One group of students saw a right triangle, 400 miles on one side and 300 miles on the other. They also saw the Pythagorean Theorem, that lets them calculate that the hypotenuse is 500 miles (the first answer). And they knew (or learned) that the trick behind related rates problem is to differentiate the Pythagorean equation to get another equation involving rates (velocities), that they can solve for the second answer.
This is the answer I was looking for, that the Calculus class is trying to teach.
The second group of students had a very different response to this problem. They didn't see the right triangle and the Pythagorean Theorem.

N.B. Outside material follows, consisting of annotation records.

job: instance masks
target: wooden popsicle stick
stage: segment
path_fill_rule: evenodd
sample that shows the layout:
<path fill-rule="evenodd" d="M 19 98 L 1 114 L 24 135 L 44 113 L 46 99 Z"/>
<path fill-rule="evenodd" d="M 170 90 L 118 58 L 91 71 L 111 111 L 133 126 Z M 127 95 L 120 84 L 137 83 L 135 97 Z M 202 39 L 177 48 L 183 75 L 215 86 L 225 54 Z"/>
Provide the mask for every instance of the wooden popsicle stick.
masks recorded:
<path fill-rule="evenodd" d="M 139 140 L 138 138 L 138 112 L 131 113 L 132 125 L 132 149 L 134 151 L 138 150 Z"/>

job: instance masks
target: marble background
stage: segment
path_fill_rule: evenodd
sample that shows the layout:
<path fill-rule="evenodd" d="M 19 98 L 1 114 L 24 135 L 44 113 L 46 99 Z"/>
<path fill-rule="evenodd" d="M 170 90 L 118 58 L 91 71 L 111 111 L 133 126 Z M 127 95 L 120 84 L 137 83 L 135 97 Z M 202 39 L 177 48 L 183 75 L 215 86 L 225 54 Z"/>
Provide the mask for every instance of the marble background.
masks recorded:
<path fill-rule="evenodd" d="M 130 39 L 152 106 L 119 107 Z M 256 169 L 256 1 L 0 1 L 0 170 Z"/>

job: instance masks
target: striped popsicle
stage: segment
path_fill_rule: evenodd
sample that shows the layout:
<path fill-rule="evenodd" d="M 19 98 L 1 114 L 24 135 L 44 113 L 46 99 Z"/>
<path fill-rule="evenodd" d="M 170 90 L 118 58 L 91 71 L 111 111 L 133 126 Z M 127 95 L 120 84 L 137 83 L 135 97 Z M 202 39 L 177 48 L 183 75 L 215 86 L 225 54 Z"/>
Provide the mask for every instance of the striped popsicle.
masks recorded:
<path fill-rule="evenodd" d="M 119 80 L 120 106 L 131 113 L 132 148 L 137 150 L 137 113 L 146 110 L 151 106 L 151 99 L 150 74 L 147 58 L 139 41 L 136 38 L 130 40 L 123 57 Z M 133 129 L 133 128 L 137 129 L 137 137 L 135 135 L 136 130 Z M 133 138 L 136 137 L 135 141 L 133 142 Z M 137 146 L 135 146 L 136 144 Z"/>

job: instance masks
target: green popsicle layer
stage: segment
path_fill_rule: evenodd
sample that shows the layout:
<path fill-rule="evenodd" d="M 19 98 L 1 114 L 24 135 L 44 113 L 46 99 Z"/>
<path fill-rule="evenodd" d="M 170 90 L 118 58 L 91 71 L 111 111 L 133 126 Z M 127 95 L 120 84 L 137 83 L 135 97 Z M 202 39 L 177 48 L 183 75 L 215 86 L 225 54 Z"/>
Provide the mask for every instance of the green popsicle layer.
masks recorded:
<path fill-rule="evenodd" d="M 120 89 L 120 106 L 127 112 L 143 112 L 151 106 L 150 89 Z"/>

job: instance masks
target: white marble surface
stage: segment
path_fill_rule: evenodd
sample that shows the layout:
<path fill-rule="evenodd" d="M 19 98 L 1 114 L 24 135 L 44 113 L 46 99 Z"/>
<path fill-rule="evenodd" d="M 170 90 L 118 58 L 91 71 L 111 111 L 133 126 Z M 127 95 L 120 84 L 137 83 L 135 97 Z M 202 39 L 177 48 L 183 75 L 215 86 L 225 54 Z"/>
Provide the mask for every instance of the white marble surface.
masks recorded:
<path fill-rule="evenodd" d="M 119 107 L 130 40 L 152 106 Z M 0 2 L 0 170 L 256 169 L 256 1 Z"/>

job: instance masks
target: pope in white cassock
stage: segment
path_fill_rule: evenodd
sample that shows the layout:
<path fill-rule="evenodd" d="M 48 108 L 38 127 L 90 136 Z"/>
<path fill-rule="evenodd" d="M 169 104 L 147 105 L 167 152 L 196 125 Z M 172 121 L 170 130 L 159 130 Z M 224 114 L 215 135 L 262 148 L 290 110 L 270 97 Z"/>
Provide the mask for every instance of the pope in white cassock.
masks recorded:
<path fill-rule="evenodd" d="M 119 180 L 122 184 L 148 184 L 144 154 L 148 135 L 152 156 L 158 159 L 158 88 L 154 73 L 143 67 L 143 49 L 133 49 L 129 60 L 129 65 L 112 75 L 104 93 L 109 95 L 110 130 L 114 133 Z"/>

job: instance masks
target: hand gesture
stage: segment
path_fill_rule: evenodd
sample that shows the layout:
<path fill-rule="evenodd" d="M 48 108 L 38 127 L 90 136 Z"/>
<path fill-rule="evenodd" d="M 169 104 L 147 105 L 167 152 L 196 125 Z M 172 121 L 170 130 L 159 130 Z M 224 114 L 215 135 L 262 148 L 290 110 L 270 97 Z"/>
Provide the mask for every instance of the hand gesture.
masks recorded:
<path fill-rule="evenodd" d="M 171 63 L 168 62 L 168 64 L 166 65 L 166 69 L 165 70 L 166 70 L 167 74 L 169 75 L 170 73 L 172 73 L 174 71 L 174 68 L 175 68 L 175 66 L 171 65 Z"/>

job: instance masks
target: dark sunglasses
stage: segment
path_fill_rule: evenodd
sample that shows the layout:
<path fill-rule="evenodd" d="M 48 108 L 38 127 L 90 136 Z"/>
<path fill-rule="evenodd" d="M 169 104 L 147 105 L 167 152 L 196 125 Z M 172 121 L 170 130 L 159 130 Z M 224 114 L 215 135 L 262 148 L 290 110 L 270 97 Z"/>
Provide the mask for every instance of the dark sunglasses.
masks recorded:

They saw airplanes in the sky. And this led to a whole new set of questions.
Who's on board the plane?
Where did they come from?
Where are they going?
Why are they going there?
Do they have enough fuel to get there?
What will they do when they get there?
Where will they go after that?
Will they be able to get home?
A number of years ago (1959), British scientist and novelist C. P. Snow gave an important lecture that was published as a short book called The Two Cultures and the Scientific Revolution. (Very much worth reading!)
At the time, the problem was that the British intelligentsia only considered the humanities worthy of attention, and scorned the value of scientific knowledge. More than six decades later, the pendulum may have swung toward the other extreme.
Given a description of a situation . . .
One approach is to simplify the description to a skeleton that supports tractable inference.
Another approach is to make the description more complex by finding connections with other related situations.
Both of these approaches can provide powerful, useful conclusions. They complement each other, and can be used together. Often, useful abstractions can only be found after the original description of the situation has been expanded to include new factors. (Read "The Blind Men and the Elephant".)
Being able to use both approaches is important for everyone, but is especially important for research in artificial intelligence.